# Stock Hboot File



## killjoy (Sep 5, 2011)

Anyone have a copy of this file? The only DL link I've found has been destroyed by the feds.


----------



## trter10 (Jan 4, 2012)

What exactly do you need? The 1.04 hboot can be found  here  if that's what you need. Just rename it to PG05IMG.zip and flash through hboot


----------



## jsmitty6619 (Mar 30, 2012)

Will that take you back to box stock?

sent from the barrel of my Glock 23


----------



## killjoy (Sep 5, 2011)

Thanks guys, I got it.

Yes, i was trying to get back to stock for a warrenty return. You must flash a stock ruu first, than flash a s-on hboot file. I would recommend reading up on it before you flash back to stock


----------



## jsmitty6619 (Mar 30, 2012)

I'd just like to have the file for a rainy holy crap emergency day.

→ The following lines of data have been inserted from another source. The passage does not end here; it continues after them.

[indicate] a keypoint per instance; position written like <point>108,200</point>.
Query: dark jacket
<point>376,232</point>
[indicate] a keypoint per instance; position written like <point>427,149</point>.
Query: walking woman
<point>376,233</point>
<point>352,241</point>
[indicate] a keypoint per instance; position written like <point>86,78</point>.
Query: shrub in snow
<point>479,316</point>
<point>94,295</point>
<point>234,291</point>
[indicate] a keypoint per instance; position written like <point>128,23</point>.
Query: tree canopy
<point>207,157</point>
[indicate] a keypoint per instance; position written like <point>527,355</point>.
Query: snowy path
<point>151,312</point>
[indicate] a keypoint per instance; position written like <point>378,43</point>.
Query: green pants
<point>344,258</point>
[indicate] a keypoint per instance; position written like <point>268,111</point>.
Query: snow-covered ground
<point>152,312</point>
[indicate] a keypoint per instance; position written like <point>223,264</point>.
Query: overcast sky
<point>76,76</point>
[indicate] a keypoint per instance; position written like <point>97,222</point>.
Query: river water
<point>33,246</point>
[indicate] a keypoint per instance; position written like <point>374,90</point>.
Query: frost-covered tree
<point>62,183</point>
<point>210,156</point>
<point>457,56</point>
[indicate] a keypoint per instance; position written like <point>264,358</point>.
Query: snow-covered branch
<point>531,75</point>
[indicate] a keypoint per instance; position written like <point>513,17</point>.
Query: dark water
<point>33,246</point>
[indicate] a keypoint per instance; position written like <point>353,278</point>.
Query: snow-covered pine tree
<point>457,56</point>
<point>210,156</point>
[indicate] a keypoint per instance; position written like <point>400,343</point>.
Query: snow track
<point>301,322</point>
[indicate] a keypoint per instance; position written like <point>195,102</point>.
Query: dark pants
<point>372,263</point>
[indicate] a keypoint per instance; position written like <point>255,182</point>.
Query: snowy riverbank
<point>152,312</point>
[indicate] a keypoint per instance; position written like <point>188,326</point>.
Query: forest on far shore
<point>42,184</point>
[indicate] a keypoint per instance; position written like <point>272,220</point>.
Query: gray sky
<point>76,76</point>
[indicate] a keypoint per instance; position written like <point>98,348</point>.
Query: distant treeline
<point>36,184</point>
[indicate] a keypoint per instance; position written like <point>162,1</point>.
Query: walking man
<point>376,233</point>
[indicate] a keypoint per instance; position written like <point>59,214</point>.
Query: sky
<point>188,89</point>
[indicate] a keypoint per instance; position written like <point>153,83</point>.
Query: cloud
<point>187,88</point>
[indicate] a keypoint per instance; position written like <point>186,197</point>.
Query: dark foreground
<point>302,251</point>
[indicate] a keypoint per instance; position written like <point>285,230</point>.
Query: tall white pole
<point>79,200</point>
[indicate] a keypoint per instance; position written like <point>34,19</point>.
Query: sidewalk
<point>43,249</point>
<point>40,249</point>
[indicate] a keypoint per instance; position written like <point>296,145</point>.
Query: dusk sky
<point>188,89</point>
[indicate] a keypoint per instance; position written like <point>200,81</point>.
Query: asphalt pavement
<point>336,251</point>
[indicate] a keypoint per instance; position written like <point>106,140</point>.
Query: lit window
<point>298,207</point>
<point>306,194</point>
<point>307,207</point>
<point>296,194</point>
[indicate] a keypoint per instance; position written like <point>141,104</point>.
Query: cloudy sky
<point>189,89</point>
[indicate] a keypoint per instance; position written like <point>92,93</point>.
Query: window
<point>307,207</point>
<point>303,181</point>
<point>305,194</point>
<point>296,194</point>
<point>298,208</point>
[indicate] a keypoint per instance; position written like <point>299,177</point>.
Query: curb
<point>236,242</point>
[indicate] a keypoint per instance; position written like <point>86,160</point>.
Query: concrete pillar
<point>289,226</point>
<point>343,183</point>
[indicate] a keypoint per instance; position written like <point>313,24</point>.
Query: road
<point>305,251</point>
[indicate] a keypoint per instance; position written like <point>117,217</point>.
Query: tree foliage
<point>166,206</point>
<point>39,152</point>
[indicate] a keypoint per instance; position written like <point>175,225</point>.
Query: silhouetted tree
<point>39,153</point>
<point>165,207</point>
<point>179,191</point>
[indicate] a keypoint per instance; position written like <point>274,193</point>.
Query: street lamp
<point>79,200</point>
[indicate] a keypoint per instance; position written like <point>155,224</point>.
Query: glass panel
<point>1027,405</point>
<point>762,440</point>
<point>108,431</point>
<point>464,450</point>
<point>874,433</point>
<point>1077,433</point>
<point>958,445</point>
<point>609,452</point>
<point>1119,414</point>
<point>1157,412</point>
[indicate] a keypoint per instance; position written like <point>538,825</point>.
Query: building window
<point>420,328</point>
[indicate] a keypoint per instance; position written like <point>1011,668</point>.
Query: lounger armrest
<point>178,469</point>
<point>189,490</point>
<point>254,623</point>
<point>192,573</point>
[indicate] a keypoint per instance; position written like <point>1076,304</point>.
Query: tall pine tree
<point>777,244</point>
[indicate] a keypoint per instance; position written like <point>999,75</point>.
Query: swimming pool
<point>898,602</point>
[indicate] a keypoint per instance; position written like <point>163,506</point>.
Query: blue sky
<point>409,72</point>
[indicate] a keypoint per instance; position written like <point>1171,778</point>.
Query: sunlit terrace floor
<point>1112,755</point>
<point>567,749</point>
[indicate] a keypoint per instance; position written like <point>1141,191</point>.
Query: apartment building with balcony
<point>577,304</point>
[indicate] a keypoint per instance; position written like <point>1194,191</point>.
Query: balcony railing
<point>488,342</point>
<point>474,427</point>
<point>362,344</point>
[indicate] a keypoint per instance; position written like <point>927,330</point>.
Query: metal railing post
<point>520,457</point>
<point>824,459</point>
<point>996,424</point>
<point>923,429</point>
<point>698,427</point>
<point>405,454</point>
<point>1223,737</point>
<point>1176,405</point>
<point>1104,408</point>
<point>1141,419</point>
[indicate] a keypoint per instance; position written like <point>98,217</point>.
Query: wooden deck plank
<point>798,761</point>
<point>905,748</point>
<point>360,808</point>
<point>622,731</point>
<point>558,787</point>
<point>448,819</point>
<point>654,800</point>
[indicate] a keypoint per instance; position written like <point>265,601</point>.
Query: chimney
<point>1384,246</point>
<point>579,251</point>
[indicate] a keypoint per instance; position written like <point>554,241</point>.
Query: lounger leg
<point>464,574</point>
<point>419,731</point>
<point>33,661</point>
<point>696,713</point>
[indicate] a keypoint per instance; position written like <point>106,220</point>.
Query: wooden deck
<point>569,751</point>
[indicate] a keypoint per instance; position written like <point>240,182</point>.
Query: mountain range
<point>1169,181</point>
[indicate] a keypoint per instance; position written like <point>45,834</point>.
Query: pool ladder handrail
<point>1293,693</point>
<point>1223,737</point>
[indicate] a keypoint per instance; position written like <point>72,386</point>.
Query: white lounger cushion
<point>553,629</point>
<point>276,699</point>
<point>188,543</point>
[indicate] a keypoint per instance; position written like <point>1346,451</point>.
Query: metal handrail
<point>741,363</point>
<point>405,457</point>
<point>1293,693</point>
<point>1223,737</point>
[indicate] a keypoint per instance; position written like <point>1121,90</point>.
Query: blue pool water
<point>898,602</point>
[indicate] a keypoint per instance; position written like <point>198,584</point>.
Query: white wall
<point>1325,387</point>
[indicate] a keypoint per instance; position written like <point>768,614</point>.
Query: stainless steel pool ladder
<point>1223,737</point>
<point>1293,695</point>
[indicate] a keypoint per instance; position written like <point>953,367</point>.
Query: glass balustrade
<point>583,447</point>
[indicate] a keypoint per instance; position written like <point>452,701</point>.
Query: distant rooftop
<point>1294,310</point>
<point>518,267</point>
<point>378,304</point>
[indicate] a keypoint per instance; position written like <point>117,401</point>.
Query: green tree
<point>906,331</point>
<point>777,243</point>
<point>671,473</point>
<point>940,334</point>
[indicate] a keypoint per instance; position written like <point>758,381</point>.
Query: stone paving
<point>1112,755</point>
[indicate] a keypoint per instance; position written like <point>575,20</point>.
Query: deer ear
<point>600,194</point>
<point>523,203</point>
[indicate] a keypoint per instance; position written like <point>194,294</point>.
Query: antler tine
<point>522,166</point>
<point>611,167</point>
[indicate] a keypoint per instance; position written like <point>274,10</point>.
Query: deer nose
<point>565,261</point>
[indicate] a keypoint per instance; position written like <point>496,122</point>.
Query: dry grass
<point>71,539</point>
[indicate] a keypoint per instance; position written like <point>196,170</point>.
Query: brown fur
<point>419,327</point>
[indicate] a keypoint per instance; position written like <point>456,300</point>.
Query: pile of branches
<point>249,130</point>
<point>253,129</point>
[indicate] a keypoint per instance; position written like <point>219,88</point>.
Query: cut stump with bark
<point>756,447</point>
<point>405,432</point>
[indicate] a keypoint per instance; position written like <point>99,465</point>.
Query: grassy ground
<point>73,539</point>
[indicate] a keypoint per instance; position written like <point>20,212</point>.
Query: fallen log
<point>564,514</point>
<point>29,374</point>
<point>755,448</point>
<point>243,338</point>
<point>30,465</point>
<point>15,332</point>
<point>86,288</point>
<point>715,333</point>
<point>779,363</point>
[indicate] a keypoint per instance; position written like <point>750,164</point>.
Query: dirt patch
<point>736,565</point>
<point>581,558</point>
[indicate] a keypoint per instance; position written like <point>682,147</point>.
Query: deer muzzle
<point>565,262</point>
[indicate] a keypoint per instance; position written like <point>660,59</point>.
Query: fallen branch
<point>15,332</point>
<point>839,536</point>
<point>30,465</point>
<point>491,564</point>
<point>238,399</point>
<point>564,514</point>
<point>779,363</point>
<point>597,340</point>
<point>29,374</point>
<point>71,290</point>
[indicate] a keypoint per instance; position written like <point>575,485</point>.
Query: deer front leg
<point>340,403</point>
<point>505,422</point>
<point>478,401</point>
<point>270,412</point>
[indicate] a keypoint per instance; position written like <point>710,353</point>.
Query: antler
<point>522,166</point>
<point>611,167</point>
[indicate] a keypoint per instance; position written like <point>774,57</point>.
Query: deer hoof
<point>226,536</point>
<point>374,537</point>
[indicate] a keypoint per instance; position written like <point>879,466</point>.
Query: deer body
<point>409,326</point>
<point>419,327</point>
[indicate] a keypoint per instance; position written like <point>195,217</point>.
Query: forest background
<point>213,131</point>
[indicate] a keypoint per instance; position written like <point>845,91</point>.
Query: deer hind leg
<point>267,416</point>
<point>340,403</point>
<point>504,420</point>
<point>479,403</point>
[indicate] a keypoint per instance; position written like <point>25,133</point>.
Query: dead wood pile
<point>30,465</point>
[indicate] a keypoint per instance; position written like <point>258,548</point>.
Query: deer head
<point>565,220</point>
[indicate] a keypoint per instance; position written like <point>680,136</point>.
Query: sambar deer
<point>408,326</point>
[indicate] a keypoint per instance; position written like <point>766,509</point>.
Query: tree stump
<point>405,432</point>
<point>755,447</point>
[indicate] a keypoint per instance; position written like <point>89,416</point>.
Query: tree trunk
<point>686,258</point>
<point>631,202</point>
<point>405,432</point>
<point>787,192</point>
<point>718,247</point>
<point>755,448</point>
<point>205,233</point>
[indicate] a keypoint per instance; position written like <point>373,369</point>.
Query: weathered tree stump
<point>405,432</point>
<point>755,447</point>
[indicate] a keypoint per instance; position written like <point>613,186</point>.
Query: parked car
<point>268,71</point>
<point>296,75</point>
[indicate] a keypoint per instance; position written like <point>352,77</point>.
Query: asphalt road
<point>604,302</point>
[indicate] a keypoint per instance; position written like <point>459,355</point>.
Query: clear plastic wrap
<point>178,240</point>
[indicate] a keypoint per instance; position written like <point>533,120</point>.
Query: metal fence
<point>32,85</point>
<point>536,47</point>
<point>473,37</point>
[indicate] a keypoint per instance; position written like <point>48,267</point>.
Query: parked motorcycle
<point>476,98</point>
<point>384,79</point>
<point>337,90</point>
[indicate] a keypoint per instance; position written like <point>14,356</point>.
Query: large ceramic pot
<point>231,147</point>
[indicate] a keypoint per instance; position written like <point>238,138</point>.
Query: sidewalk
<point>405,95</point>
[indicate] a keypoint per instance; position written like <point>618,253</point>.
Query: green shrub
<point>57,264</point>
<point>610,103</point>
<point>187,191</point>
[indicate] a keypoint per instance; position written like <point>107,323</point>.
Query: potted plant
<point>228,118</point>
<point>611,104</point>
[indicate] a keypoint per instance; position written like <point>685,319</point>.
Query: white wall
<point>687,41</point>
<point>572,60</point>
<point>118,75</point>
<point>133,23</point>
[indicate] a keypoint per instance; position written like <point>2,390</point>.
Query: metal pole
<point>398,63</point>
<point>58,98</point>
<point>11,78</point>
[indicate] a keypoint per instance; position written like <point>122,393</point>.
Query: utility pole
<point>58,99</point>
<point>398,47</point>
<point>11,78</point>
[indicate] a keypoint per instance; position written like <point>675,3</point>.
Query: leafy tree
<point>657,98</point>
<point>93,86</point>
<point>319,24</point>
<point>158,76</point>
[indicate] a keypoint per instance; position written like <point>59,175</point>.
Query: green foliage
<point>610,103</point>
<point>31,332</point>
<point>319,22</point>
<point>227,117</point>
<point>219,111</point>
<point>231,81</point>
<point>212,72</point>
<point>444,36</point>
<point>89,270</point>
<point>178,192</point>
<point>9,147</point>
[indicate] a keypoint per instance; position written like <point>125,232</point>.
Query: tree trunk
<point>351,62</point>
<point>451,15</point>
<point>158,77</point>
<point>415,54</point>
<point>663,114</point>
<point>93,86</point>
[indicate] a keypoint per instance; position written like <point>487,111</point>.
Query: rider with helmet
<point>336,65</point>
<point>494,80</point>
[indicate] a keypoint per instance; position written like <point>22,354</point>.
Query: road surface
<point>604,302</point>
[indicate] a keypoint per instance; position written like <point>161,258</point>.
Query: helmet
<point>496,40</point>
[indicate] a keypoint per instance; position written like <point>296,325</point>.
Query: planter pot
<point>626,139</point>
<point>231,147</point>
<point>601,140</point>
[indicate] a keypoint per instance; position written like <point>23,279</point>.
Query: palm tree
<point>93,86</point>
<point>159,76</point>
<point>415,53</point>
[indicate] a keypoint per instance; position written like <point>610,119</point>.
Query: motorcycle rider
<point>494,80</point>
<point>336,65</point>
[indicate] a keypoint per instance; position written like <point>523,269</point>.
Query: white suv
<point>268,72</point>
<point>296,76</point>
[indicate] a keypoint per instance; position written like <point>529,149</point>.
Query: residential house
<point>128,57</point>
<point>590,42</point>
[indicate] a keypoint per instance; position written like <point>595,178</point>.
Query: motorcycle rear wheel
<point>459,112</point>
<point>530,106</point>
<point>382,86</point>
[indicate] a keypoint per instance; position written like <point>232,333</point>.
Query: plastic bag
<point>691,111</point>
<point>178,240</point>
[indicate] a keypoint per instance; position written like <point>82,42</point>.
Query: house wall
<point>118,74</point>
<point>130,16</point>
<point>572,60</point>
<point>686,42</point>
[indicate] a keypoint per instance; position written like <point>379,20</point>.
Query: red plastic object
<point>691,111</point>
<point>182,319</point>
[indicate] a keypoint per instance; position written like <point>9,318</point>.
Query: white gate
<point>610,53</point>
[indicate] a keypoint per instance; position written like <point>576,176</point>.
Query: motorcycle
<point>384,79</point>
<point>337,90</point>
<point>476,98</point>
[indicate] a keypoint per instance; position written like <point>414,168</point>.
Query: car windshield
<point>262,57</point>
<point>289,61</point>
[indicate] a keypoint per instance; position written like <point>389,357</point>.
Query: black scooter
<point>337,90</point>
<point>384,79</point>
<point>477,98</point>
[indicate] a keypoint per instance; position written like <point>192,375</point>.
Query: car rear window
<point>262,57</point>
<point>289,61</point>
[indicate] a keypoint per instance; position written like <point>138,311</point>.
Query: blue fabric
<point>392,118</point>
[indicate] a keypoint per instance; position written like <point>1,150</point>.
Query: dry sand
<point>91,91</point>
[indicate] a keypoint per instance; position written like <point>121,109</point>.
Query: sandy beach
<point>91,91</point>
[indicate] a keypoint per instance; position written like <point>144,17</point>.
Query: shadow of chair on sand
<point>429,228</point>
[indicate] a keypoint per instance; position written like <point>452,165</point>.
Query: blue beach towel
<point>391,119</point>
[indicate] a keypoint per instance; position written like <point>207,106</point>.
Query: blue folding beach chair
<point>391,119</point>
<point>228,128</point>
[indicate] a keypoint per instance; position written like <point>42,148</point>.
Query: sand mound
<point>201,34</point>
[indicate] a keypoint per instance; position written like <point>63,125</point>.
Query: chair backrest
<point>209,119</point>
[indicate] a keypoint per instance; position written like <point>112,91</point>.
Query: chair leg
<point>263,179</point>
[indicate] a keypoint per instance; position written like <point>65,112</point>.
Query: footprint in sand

I've went back stock but never did the s on process. Ive recently got of the 12 step rom switching addicts process. Lol

sent from the barrel of my Glock 23


----------



## trter10 (Jan 4, 2012)

You don't have to manually go to stock anymore, you can just use my unroot tool

Sent from my iPad (the one with no name







) using Tapatalk


----------



## killjoy (Sep 5, 2011)

Yes, I used the unroot tool, however I was the one that Gtalk'ed you about the issues I was having. If you DL the unroot tool, you will also get the stock rom/s-on files packaged with it so you can manually push them through, which is what I had to end up doing.


----------



## trter10 (Jan 4, 2012)

Oh! Haha

Sent from my iPad (the one with no name







) using Tapatalk


----------